To accentuate and smooth the highlights for the glamourous look I used a basic Gaussian Overlay layer. To get the effect, start a new layer – Photoshop Menu item “Image –> Apply Image” with the settings:
- Layer: Merged
- Channel: Lab
- Target (double check that it’s your new layer)
- Blending: Normal
- This will have created a layer that looks like everything you’ve done
- Photoshop Menu “Filter –> Blur –> Gaussian Blur”
- Select a size of 10-20 pixels
Change the layer mode to soft light and pull back the opacity 80% or to taste for your image. The F1 command in the ONE ACTION workflow, will set this up for you – you should run it after you’ve retouched the majority of the elements of your image, as the final smoothing kiss.
The warm, golden touched image above is nice, but the bright highlight on the side of the subject’s face and shoulder seem to be distracting me. The ‘presence’ of the image flows from the subject’s penetrating eyes. SO, I go to my collection of textures looking for answers….
Grabbing a quick Beautiful Blur, I drop it in and change the layer blending mode to COLOR, allowing for the luminosity (lightness or darkness) to flow from the underlying image – but all color to emanate from the COLOR layer. Above is a close up of the resulting look. One layer is not regularly enough when it comes to achieving sophisticated color, so I dove back into my collections and grabbed a darker image from the Organic Vignette set (still being developed) and applied it with a layer mode of multiply.
The result of the blurry and colorful image set to multiply is seen here. To help you visualize what kind of images work well as texture overlays, shown here is the image used in Multiply mode.
While interestingly flat in contrast, I feel the urge to give it a slight boost, and so I follow that creative urge with another adjustment layer.
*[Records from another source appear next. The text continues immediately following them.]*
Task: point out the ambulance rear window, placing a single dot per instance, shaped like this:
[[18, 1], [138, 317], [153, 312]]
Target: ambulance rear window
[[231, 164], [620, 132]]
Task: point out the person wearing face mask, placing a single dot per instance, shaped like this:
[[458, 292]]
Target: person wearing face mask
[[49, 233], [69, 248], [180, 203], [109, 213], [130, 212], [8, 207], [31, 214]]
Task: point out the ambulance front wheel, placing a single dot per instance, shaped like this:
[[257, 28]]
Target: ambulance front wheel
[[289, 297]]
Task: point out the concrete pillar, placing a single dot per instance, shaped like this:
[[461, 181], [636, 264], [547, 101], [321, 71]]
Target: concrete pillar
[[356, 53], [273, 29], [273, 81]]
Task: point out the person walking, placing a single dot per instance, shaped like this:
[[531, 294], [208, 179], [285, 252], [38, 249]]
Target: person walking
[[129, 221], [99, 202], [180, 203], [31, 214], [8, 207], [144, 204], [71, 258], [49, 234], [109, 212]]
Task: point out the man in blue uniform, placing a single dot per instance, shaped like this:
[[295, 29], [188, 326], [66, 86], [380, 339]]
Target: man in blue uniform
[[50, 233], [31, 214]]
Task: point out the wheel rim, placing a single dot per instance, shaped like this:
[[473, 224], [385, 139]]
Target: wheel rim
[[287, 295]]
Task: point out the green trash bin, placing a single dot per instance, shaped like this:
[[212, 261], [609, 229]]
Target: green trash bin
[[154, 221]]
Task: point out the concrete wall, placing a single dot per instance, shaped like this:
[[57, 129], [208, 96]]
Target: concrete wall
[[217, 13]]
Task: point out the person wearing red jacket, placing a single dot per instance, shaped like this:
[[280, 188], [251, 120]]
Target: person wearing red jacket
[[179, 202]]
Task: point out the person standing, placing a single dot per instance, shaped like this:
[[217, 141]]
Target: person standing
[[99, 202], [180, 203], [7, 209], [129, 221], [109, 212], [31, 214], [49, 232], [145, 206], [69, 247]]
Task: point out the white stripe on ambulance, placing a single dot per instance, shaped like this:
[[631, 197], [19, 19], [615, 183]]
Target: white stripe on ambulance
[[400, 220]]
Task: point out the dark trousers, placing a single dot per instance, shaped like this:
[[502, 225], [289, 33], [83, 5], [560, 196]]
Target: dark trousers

As I paint I paint with the intent to make light real.
Notice the S curve adjusting the highlights – painted in with my pressure sensitive Wacom tablet I achieve a touch of contrast across the subject’s near cheek, forehead, eyes, near shoulder, and nape of the neck.
The light becomes real as I have understood the suggestive power of darkness – my creative urge feels calmed and satisfied.
Here’s a good look at it in a screen filling size:
Thanks for reading, I hope this tutorial enlightens your understanding and creative path.